Jelisaveta was accompanied by Oxenberg and Prince Paul’s great nephew Aleksandar, officially the heir to the throne.
Prince Paul ruled Yugoslavia as Prince Regent from the 1934 assassination of King Aleksandar I until the collapse of the kingdom in early 1941.
Prince Paul and Aleksandar I were brothers but Aleksandar’s son and heir Peter, born in 1923, was too young to accede on his father’s death.
The royal family, including Prince Paul, fled Yugoslavia on March 27, 1941 during World War II. The country emerged from the war as a communist federation under the rule of Josip Broz Tito.
The new communist regime banned the return of the royal family and confiscated their property.
A state commission declared him a criminal by decree in September 1945 having accused him of breaching the constitution and contributing to World War II by allegedly concluding a deal with Nazi Germany before the conflict.
In December 2011, a Belgrade court rehabilitated the royal, quashing the commission’s verdict.
Prince Paul lived in exile in France, near Paris, where he died in 1976 at the age of 83.
According to the law, the prince’s heirs are entitled to ask for the restitution of property.
The Oxford University educated prince donated a number of art works, including paintings by Rubens, Rembrandt, Monet and Van Gogh to Serbia’s National Museum.
The Karadjordjevics have links with a number of European royal families, including Britain’s.
Peter’s son Aleksandar, who was born and lived in exile in London, returned to Serbia in late 2000 but lives as a private individual.
As the only son of the last king who never abdicated, Aleksandar is considered to be the rightful heir to the Serbian throne should the monarchy ever be restored.
Together with his wife, Aleksandar runs a humanitarian and educational foundation.

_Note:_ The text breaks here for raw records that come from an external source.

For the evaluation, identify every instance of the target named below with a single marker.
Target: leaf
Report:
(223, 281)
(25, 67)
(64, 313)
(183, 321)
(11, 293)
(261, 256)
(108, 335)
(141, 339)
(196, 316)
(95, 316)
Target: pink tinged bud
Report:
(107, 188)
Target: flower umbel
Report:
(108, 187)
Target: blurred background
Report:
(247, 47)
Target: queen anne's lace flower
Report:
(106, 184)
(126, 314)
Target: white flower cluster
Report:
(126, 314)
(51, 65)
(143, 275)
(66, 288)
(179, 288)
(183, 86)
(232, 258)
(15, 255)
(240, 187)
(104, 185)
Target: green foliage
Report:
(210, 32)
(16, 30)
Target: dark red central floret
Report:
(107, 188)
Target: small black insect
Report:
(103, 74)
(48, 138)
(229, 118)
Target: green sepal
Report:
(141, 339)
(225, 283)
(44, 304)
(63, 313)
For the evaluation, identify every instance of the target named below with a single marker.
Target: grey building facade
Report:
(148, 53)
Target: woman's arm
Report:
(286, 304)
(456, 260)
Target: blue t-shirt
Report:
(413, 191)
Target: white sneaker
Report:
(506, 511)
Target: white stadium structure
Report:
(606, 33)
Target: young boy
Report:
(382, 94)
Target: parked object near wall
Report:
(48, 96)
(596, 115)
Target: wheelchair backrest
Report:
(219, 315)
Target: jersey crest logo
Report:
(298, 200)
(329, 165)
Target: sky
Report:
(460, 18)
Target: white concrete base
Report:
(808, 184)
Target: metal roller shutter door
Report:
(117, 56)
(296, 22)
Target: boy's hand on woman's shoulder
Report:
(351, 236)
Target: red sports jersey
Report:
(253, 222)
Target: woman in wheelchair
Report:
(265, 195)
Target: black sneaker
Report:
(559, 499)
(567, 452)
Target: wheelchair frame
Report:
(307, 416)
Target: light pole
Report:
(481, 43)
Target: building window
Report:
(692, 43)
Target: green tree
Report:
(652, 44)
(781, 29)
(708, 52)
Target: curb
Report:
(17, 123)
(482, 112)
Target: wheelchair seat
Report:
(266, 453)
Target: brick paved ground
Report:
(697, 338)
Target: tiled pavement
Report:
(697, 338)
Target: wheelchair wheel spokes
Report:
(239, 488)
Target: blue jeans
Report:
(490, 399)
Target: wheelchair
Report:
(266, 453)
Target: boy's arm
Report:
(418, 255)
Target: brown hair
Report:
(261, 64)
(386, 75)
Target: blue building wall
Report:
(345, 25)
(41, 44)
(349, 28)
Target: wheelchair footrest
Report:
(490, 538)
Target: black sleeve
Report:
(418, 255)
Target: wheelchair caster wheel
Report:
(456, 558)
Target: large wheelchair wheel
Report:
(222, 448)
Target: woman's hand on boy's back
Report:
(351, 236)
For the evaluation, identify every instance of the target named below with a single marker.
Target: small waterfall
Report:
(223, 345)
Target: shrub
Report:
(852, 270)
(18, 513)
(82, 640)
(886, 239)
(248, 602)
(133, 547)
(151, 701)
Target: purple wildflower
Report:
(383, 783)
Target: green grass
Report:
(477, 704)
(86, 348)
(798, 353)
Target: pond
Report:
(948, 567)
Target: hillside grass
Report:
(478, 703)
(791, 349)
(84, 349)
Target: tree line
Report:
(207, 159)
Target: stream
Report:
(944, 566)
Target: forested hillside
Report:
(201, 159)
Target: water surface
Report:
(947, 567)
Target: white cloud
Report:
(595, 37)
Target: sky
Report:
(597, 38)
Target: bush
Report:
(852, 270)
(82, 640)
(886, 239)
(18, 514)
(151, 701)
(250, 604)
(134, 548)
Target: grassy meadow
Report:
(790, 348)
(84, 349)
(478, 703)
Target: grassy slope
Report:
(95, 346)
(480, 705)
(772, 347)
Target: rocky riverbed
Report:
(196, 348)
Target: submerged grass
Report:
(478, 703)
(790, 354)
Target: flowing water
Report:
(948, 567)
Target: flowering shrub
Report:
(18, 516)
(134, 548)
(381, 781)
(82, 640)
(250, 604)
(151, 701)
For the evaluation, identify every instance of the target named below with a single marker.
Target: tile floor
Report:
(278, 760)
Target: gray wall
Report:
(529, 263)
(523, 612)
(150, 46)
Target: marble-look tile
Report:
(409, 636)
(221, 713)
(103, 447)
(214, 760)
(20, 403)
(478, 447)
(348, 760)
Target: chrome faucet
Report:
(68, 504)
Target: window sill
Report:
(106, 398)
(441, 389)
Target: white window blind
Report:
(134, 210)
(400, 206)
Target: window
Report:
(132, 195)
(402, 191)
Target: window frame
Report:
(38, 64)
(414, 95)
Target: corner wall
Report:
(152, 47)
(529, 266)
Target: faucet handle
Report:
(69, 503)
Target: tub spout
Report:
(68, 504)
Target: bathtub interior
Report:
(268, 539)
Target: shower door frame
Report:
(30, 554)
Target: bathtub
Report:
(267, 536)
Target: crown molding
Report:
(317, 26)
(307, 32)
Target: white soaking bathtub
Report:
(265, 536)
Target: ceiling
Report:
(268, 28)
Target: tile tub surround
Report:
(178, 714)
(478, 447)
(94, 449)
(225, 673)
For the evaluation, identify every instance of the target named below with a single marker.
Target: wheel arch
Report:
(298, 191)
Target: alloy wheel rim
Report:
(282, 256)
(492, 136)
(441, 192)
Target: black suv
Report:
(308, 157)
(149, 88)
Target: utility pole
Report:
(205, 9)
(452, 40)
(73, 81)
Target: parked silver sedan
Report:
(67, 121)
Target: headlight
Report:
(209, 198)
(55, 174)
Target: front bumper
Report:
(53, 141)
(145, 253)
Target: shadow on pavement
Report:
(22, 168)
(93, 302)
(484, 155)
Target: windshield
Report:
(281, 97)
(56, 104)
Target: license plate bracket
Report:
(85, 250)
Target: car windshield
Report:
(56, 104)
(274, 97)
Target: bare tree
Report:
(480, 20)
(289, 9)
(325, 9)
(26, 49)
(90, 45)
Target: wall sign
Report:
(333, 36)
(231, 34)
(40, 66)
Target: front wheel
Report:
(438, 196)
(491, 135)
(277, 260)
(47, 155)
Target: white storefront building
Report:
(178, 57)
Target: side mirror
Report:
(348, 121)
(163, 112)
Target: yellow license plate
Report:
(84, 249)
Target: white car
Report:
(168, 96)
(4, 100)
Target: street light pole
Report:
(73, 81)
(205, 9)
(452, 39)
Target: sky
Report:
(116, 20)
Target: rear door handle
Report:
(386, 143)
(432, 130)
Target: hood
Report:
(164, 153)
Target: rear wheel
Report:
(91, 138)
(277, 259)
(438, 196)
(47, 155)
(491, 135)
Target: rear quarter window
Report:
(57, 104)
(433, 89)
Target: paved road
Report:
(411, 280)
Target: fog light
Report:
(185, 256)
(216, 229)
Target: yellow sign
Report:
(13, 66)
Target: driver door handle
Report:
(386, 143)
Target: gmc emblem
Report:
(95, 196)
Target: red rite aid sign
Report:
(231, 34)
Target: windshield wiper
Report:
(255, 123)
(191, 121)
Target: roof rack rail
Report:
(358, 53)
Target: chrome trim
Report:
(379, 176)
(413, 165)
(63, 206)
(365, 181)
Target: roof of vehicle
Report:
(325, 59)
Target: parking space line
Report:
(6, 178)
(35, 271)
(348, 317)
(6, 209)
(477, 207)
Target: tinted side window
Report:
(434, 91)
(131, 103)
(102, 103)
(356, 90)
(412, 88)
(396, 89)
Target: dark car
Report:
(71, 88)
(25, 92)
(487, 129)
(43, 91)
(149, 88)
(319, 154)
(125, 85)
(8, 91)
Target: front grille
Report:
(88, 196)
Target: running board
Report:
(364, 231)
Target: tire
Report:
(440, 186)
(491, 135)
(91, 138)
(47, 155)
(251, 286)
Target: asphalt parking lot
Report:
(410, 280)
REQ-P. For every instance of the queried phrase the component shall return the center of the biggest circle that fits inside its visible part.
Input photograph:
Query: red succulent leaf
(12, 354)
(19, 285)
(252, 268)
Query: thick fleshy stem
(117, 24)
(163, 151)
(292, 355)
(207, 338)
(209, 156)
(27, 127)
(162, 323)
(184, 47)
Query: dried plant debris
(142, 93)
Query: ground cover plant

They are known for donating medical equipment to Serbia’s impoverished hospitals and for their support of orphanages.
Although in the 1990s he supported the opposition in its bid to oust late strongman Slobodan Milosevic from power, Aleksandar has never publicly requested a political role or the restoration of the monarchy.
Despite their displacement, some in Serbia have maintained a sentimental attachment to the royal family.